Correct solutions were received from Roy of Allerton High School, Hannah of St Helen's and St Katharines and Andre of Tudor Vianu National College, Bucharest. All used the method below. Well done to you all.

The areas are equal.

The salinon is composed of semicircles on $CD$, $EF$, $CE$ and $FD$.

Now we can find the area of the salinon in terms of these semicircles as follows;

Let the big semicircle on $CD$ have a radius of $a$, the medium one on $EF$ be radius $b$. Then the small circles on $CE$ and $FD$ have a radius of $\frac{a-b}{2}$ and the circle on $AB$ has radius $ \frac{a+b}{2}$.

The area of the semicircle on $CD$ is $ \pi \times \frac{a^2}{2}$.

The bottom semi circle (on $EF$) has an area of $ \pi \times \frac{b^2}{2}$.
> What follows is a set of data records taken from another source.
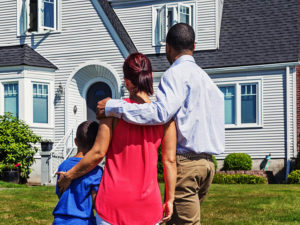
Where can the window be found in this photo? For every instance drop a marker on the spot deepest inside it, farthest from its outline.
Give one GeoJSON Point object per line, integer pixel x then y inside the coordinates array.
{"type": "Point", "coordinates": [242, 102]}
{"type": "Point", "coordinates": [11, 102]}
{"type": "Point", "coordinates": [168, 15]}
{"type": "Point", "coordinates": [38, 15]}
{"type": "Point", "coordinates": [40, 103]}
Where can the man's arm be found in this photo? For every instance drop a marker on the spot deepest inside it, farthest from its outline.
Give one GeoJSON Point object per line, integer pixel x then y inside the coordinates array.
{"type": "Point", "coordinates": [170, 97]}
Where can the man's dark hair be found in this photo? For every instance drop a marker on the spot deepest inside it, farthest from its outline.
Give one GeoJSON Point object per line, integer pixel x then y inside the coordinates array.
{"type": "Point", "coordinates": [86, 134]}
{"type": "Point", "coordinates": [181, 37]}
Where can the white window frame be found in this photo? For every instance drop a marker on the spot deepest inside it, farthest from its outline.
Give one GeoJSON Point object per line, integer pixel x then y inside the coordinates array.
{"type": "Point", "coordinates": [2, 93]}
{"type": "Point", "coordinates": [176, 16]}
{"type": "Point", "coordinates": [48, 85]}
{"type": "Point", "coordinates": [40, 28]}
{"type": "Point", "coordinates": [50, 104]}
{"type": "Point", "coordinates": [238, 113]}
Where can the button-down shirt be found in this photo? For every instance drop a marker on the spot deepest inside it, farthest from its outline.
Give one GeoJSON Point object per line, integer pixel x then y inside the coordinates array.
{"type": "Point", "coordinates": [188, 95]}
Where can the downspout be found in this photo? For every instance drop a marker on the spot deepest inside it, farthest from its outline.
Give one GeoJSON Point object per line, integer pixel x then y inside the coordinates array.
{"type": "Point", "coordinates": [287, 81]}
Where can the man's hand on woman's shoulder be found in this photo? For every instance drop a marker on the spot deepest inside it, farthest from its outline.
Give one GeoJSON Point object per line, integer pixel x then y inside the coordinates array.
{"type": "Point", "coordinates": [101, 108]}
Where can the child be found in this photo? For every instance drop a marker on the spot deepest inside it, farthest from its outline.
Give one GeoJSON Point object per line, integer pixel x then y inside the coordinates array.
{"type": "Point", "coordinates": [75, 205]}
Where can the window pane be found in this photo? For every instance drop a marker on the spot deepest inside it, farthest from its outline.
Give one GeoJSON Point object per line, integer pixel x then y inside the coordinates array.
{"type": "Point", "coordinates": [11, 99]}
{"type": "Point", "coordinates": [249, 103]}
{"type": "Point", "coordinates": [40, 103]}
{"type": "Point", "coordinates": [185, 14]}
{"type": "Point", "coordinates": [49, 13]}
{"type": "Point", "coordinates": [229, 102]}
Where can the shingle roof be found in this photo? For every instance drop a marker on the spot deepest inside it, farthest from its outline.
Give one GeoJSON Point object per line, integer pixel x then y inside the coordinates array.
{"type": "Point", "coordinates": [253, 32]}
{"type": "Point", "coordinates": [22, 55]}
{"type": "Point", "coordinates": [118, 26]}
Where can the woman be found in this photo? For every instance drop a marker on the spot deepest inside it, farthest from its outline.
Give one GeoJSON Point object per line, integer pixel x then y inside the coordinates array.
{"type": "Point", "coordinates": [129, 192]}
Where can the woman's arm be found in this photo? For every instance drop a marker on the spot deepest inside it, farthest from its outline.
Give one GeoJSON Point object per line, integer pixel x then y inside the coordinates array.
{"type": "Point", "coordinates": [170, 171]}
{"type": "Point", "coordinates": [92, 158]}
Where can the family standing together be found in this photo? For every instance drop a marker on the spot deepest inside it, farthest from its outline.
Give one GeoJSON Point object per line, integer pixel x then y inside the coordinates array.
{"type": "Point", "coordinates": [187, 119]}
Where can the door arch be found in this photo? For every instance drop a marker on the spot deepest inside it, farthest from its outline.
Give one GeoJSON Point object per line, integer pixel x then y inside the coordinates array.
{"type": "Point", "coordinates": [95, 93]}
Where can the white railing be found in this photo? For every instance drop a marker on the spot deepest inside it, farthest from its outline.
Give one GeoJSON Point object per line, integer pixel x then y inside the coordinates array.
{"type": "Point", "coordinates": [61, 151]}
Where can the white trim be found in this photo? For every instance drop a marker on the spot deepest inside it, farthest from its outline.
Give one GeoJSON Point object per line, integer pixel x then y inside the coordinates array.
{"type": "Point", "coordinates": [295, 110]}
{"type": "Point", "coordinates": [110, 29]}
{"type": "Point", "coordinates": [172, 5]}
{"type": "Point", "coordinates": [237, 83]}
{"type": "Point", "coordinates": [288, 144]}
{"type": "Point", "coordinates": [75, 71]}
{"type": "Point", "coordinates": [19, 68]}
{"type": "Point", "coordinates": [213, 71]}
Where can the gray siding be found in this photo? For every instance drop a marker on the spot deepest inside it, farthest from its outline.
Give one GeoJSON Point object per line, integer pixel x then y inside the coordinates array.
{"type": "Point", "coordinates": [137, 20]}
{"type": "Point", "coordinates": [271, 138]}
{"type": "Point", "coordinates": [83, 37]}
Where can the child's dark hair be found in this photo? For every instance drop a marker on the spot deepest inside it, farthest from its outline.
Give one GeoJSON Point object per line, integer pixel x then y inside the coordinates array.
{"type": "Point", "coordinates": [137, 68]}
{"type": "Point", "coordinates": [86, 134]}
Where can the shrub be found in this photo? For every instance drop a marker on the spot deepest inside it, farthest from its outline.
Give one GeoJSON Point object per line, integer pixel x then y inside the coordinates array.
{"type": "Point", "coordinates": [238, 179]}
{"type": "Point", "coordinates": [16, 141]}
{"type": "Point", "coordinates": [215, 162]}
{"type": "Point", "coordinates": [294, 177]}
{"type": "Point", "coordinates": [237, 161]}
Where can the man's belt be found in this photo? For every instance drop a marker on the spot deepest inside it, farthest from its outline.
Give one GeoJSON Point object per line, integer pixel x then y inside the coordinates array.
{"type": "Point", "coordinates": [194, 156]}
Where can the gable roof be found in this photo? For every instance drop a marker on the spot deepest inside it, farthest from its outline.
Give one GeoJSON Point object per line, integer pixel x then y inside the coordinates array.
{"type": "Point", "coordinates": [253, 32]}
{"type": "Point", "coordinates": [118, 26]}
{"type": "Point", "coordinates": [22, 55]}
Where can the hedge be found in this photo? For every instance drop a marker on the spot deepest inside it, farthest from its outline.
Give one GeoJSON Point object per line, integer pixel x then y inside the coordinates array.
{"type": "Point", "coordinates": [238, 179]}
{"type": "Point", "coordinates": [294, 177]}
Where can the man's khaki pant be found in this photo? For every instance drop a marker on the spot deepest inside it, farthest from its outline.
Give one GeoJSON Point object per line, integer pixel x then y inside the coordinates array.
{"type": "Point", "coordinates": [194, 177]}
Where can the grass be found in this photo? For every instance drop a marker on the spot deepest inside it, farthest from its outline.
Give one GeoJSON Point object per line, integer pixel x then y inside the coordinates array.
{"type": "Point", "coordinates": [225, 204]}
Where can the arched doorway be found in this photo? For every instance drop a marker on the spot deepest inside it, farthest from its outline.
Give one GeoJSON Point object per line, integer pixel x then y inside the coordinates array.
{"type": "Point", "coordinates": [95, 93]}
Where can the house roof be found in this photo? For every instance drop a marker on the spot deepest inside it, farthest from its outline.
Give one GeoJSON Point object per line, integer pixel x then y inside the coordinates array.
{"type": "Point", "coordinates": [253, 32]}
{"type": "Point", "coordinates": [22, 55]}
{"type": "Point", "coordinates": [118, 26]}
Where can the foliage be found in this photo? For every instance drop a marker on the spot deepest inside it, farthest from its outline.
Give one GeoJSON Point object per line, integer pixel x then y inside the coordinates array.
{"type": "Point", "coordinates": [237, 161]}
{"type": "Point", "coordinates": [16, 141]}
{"type": "Point", "coordinates": [215, 162]}
{"type": "Point", "coordinates": [238, 179]}
{"type": "Point", "coordinates": [298, 162]}
{"type": "Point", "coordinates": [294, 177]}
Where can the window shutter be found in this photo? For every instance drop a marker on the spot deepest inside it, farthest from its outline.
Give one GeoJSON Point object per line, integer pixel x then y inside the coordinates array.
{"type": "Point", "coordinates": [184, 14]}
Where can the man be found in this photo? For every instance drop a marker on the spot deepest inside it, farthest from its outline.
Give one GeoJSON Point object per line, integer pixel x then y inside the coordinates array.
{"type": "Point", "coordinates": [188, 95]}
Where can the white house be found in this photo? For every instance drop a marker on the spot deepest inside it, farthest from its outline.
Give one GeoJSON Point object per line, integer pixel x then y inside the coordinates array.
{"type": "Point", "coordinates": [58, 58]}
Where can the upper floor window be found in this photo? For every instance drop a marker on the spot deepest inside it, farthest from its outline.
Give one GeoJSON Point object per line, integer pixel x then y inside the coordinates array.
{"type": "Point", "coordinates": [37, 15]}
{"type": "Point", "coordinates": [40, 103]}
{"type": "Point", "coordinates": [243, 104]}
{"type": "Point", "coordinates": [164, 17]}
{"type": "Point", "coordinates": [11, 99]}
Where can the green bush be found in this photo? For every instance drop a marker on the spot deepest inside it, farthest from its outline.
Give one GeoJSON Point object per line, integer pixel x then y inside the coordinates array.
{"type": "Point", "coordinates": [294, 177]}
{"type": "Point", "coordinates": [237, 161]}
{"type": "Point", "coordinates": [215, 162]}
{"type": "Point", "coordinates": [238, 179]}
{"type": "Point", "coordinates": [16, 141]}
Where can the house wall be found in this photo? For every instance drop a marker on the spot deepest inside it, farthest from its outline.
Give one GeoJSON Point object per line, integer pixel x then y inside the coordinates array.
{"type": "Point", "coordinates": [137, 20]}
{"type": "Point", "coordinates": [272, 136]}
{"type": "Point", "coordinates": [83, 37]}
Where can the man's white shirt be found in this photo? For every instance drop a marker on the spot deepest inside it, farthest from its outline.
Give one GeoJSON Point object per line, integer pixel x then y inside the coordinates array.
{"type": "Point", "coordinates": [188, 95]}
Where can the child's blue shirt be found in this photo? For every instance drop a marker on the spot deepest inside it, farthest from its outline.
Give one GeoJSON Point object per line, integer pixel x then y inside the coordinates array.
{"type": "Point", "coordinates": [75, 205]}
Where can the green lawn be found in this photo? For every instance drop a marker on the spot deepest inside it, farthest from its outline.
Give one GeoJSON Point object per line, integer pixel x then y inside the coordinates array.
{"type": "Point", "coordinates": [225, 204]}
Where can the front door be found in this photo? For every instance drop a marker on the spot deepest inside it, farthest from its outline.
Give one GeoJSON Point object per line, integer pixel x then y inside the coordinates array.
{"type": "Point", "coordinates": [96, 92]}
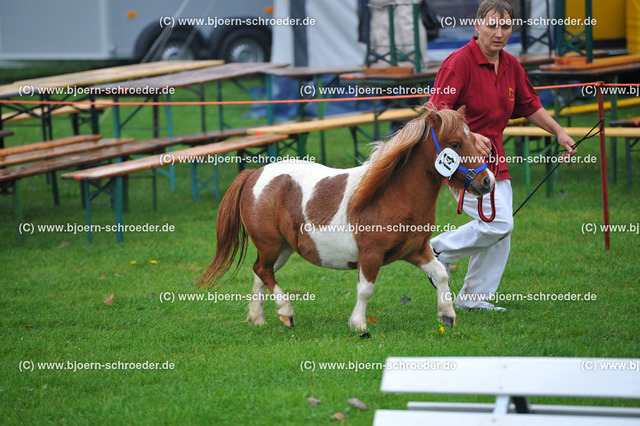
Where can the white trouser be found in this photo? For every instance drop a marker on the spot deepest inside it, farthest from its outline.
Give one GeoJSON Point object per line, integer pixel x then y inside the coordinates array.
{"type": "Point", "coordinates": [486, 243]}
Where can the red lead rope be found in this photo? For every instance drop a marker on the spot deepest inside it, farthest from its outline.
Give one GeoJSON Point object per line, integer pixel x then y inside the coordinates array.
{"type": "Point", "coordinates": [494, 166]}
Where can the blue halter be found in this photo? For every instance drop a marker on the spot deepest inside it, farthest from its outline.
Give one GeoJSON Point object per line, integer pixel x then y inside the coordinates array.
{"type": "Point", "coordinates": [469, 173]}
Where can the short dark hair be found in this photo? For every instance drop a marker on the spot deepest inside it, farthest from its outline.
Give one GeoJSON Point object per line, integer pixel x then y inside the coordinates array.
{"type": "Point", "coordinates": [500, 6]}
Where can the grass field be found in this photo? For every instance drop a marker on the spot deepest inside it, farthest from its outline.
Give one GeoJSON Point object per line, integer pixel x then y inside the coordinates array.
{"type": "Point", "coordinates": [225, 371]}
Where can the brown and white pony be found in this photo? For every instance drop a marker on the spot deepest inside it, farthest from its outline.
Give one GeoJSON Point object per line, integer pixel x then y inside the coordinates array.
{"type": "Point", "coordinates": [285, 207]}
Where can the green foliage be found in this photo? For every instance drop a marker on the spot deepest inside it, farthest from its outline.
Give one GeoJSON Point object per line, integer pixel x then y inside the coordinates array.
{"type": "Point", "coordinates": [226, 371]}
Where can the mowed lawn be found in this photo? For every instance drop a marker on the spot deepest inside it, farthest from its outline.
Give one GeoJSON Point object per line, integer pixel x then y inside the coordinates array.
{"type": "Point", "coordinates": [214, 368]}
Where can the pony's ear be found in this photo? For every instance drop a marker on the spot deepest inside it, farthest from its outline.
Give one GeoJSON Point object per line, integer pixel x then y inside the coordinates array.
{"type": "Point", "coordinates": [433, 117]}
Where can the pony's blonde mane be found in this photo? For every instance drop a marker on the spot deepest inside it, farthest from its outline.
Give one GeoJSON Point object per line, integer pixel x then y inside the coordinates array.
{"type": "Point", "coordinates": [389, 156]}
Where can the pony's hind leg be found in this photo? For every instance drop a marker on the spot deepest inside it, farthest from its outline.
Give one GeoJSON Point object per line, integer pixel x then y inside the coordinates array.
{"type": "Point", "coordinates": [258, 295]}
{"type": "Point", "coordinates": [367, 273]}
{"type": "Point", "coordinates": [264, 271]}
{"type": "Point", "coordinates": [436, 270]}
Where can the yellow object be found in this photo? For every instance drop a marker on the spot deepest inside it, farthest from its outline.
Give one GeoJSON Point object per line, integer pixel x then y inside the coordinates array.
{"type": "Point", "coordinates": [633, 26]}
{"type": "Point", "coordinates": [610, 17]}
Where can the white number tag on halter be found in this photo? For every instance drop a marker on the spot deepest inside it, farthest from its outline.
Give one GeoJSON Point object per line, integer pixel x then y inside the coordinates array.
{"type": "Point", "coordinates": [447, 162]}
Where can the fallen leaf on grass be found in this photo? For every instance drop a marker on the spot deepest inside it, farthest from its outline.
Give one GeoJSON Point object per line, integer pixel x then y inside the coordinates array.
{"type": "Point", "coordinates": [357, 403]}
{"type": "Point", "coordinates": [313, 401]}
{"type": "Point", "coordinates": [338, 416]}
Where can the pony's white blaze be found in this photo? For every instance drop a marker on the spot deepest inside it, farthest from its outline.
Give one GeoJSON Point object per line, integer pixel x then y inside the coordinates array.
{"type": "Point", "coordinates": [334, 242]}
{"type": "Point", "coordinates": [358, 318]}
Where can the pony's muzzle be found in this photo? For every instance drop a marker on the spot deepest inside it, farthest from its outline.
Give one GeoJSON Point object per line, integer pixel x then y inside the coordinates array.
{"type": "Point", "coordinates": [482, 185]}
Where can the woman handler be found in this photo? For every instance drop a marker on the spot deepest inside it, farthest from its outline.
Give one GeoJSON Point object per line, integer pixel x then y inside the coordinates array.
{"type": "Point", "coordinates": [494, 87]}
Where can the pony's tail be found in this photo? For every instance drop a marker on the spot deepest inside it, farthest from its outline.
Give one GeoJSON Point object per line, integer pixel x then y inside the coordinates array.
{"type": "Point", "coordinates": [230, 234]}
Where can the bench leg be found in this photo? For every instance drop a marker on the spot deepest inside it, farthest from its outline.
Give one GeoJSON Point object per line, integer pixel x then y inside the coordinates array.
{"type": "Point", "coordinates": [87, 207]}
{"type": "Point", "coordinates": [194, 181]}
{"type": "Point", "coordinates": [627, 148]}
{"type": "Point", "coordinates": [501, 405]}
{"type": "Point", "coordinates": [198, 185]}
{"type": "Point", "coordinates": [54, 189]}
{"type": "Point", "coordinates": [302, 145]}
{"type": "Point", "coordinates": [17, 212]}
{"type": "Point", "coordinates": [154, 190]}
{"type": "Point", "coordinates": [527, 166]}
{"type": "Point", "coordinates": [118, 208]}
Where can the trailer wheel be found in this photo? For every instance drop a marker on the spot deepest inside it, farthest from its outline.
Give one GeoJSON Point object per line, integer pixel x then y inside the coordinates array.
{"type": "Point", "coordinates": [246, 45]}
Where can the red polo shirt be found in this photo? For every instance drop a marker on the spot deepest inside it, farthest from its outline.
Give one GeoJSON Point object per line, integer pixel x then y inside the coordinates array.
{"type": "Point", "coordinates": [491, 99]}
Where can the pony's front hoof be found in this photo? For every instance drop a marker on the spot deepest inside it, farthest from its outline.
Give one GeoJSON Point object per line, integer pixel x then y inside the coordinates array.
{"type": "Point", "coordinates": [258, 321]}
{"type": "Point", "coordinates": [448, 321]}
{"type": "Point", "coordinates": [288, 321]}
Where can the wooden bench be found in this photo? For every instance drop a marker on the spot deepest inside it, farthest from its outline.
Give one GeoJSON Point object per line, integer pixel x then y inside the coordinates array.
{"type": "Point", "coordinates": [4, 134]}
{"type": "Point", "coordinates": [301, 129]}
{"type": "Point", "coordinates": [18, 116]}
{"type": "Point", "coordinates": [63, 154]}
{"type": "Point", "coordinates": [512, 381]}
{"type": "Point", "coordinates": [115, 172]}
{"type": "Point", "coordinates": [54, 143]}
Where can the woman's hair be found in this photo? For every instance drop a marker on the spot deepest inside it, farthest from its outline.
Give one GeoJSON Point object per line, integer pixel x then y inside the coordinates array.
{"type": "Point", "coordinates": [501, 6]}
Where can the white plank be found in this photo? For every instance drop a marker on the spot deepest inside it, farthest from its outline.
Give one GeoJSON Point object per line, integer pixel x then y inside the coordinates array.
{"type": "Point", "coordinates": [516, 376]}
{"type": "Point", "coordinates": [421, 418]}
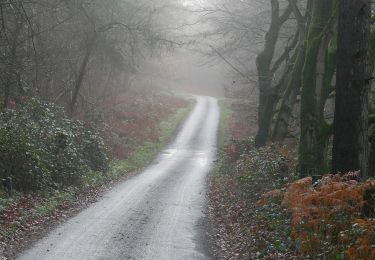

The two smaller semi circles, on $CE$ and $FD$ together make a circle whose area is $ \pi \times \left(\frac{a-b}{2}\right)^2 $

The total area of the salinon is:

the top semi circle + the bottom semi circle - the two smaller identical semi circles or $$ \pi \frac{a^2}{2} + \pi \frac{b^2}{2} - \pi\left(\frac{a-b}{2}\right)^2 $$ multiplying out all the brackets you get $$ \frac{\pi}{4} \times (a^2 + b^2 + 2ab) $$

Now for the area of the main circle with diameter $AB$:

the radius of the circle is $$ \frac{a+b}{2}$$ so the area of it is $$ \pi\times \left(\frac{a+b}{2}\right)^2 $$ which, when multiplied out is the same as the area of the salinon.